From The Asian Reporter, V13, #9 (February 25-March 3, 2003), page 13.

Where journeys end and begin

Tomie’s Chair

By Josey Foo

Kaya Press, 2003

Paperback, 56 pages, $13.95

By Polo

Chinese Malaysian poet Josey Foo slipped into the U.S. as a college student almost 20 years ago. She stayed on in New York City as an undocumented woodworker, restaurant worker — you know the story. She earned her Master of Fine Arts from Brown University in 1990, the same year she got legal. Josey Foo is now a lawyer/advocate in Shiprock, capitol of the Navajo Indian nation. It makes you want to ask her why our government makes it so hard to do America good.

Ms. Foo’s second book, Tomie’s Chair, is inspired by artist Tomie Arai’s 1996 mixed-media installation "Arrival." In that exhibit, as well as in her other visual arts, Ms. Arai engages viewers in issues of cultural identity, particularly the living history of Asian America. The "Chair" in Ms. Foo’s book title Tomie’s Chair is an allegory of an immigrant’s outward and inward movements. We come to a chair from somewhere else, we go from a chair to another place, another life, another self. Ms. Foo’s chair is where each day’s work begins, it is also a place of rest and reflection. Tomie’s Chair provides the infinite space around which the author makes her poetic wanderings.

"I am raising my hands, clasped together, to my forehead," Ms. Foo says in her book’s foreword, "as I sit in the chair pretending to already have lost belief in order to move from over here, to there."

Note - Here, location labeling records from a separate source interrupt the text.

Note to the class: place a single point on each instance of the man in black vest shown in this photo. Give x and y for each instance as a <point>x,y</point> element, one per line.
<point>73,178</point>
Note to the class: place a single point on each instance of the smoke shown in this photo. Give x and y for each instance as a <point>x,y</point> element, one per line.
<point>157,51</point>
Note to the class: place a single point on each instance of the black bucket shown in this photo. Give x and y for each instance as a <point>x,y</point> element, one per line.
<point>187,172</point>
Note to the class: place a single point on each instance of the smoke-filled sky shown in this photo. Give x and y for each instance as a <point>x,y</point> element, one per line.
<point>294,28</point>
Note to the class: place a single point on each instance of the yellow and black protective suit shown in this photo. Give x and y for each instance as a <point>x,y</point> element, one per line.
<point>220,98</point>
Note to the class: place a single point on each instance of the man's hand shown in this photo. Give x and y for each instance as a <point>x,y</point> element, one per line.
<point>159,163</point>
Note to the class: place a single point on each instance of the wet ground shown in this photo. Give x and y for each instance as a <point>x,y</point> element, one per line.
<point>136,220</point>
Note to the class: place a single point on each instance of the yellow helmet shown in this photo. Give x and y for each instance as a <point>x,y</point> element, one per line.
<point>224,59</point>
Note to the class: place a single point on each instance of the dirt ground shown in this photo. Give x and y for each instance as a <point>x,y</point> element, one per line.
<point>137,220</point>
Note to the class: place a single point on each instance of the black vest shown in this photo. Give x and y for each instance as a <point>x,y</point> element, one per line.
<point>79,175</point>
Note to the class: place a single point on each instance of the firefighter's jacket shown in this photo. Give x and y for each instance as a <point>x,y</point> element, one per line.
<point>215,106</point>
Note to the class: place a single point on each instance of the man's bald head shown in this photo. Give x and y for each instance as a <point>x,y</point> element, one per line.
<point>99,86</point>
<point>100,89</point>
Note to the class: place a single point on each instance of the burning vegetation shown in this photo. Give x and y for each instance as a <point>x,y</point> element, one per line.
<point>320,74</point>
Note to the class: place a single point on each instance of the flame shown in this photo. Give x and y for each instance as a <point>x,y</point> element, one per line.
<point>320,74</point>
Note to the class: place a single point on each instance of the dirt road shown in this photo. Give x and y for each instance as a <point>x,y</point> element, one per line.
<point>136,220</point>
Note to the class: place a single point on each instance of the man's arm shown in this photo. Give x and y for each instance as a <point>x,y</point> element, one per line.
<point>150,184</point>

In her poem "Threshold," Ms. Foo seems stalled and troubled between an Old World and her new one, between rest and tension:

I have been finding the means to end my father’s

journey. To lie while soothed by dreams. To wish

to sit (while a place resembles otherwise).

To be able to say: "I am in the book. The book is my

world, my country, my roof, and my riddle. The book

is my breath and my rest."

The moment my father becomes a cardboard of an

ocean, to imagine: every emotion I feel is a finely

woven cloth. (maybe this is why we tell stories that

have no middles).

Ouch. What does it mean to be "in the (phone) book," if being there amounts to the totality of your world, your country, your roof, your riddle? And you have to wonder, even worry, about that fateful moment when your Old World father becomes a cardboard replica of an ocean. Tomie’s Chair is all about this kind of ambivalence and airiness. Ms. Foo is tender and terrifying. So much movement, silent, and not at all deliberate.